[DRBD-user] Problem with split-brain in drbd 0.8pre3

Wed Jul 26 14:23:04 CEST 2006

I have two nodes, with internal metadata. Simulating a network failure
when one node has a filesystem on the drbd resource mounted, naturally
gives me a split brain.
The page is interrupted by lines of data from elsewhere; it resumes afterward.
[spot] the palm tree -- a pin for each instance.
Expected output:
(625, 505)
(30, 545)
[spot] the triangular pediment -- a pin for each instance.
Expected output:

However, im not able to recover from the
split-brain in an easy manner.
My question is why wont it sync when the secondary, node2, is outdated?
My command and output history:

[root at node1 ~]# modprobe drbd
[root at node2 ~]# modprobe drbd
[root at node1 ~]# drbdadm up all
[root at node2 ~]# drbdadm up all
[root at node1 ~]# drbdadm primary all
[root at node2 ~]# drbdadm primary all
[root at node1 ~]# cat /proc/drbd
version: 8.0pre3 (api:82/proto:80)
SVN Revision: 2169 build by root at node1.itinerary.com, 2006-06-29
14:42:49
 0: cs:Connected st:Primary/Primary ds:UpToDate/UpToDate r---
    ns:0 nr:0 dw:0 dr:0 al:0 bm:0 lo:0 pe:0 ua:0 ap:0
        resync: used:0/7 hits:0 misses:0 starving:0 dirty:0 changed:0
        act_log: used:0/257 hits:0 misses:0 starving:0 dirty:0 changed:0
 1: cs:Unconfigured
[root at node1 ~]# mount /dev/drbdvg/test-root /mnt/ -text3
[root at node2 ~]# ifconfig eth0 down
[root at node2 ~]#
drbd0: PingAck did not arrive in time.
drbd0: short read expecting header on sock: r=-512
[root at node2 ~]# cat /proc/drbd
version: 8.0pre3 (api:82/proto:80)
SVN Revision: 2169 build by root at node1.itinerary.com, 2006-06-29
14:42:49
 0: cs:WFConnection st:Primary/Unknown ds:UpToDate/DUnknown r---
    ns:0 nr:484 dw:484 dr:416 al:0 bm:0 lo:0 pe:0 ua:0 ap:0
        resync: used:0/7 hits:0 misses:0 starving:0 dirty:0 changed:0
        act_log: used:0/257 hits:0 misses:0 starving:0 dirty:0 changed:0
 1: cs:Unconfigured
[root at node2 ~]# ifconfig eth0 up
[root at node2 ~]#
drbd0: Split-Brain detected, dropping connection!
drbd0: error receiving ReportState, l: 4!
[root at node2 ~]# reboot
(later)
[root at node2 ~]# modprobe drbd
[root at node2 ~]# drbdadm outdate all
[root at node2 ~]# drbdadm up all
drbd0: Backing device has merge_bvec_fn()!
drbd0: No usable activity log found.
[root at node2 ~]# cat /proc/drbd
version: 8.0pre3 (api:82/proto:80)
SVN Revision: 2169 build by root at node1.itinerary.com, 2006-06-29 14:42:49
 0: cs:WFConnection st:Secondary/Unknown ds:Outdated/DUnknown r---
    ns:0 nr:0 dw:0 dr:0 al:0 bm:0 lo:0 pe:0 ua:0 ap:0
        resync: used:0/7 hits:0 misses:0 starving:0 dirty:0 changed:0
        act_log: used:0/257 hits:0 misses:0 starving:0 dirty:0 changed:0
 1: cs:Unconfigured

[root at node1 ~]# drbdadm connect all
[root at node2 ~]# drbd0: Split-Brain detected, dropping connection!
drbd0: error receiving ReportState, l: 4!
[root at node2 ~]# drbdadm down all
[root at node2 ~]# drbdadm create-md all

Valid meta-data already in place, recreate new?
[need to type 'yes' to confirm] yes

Creating meta data...
initialising activity log
initialising bitmap (3296 KB)
99%New drbd meta data block sucessfully created.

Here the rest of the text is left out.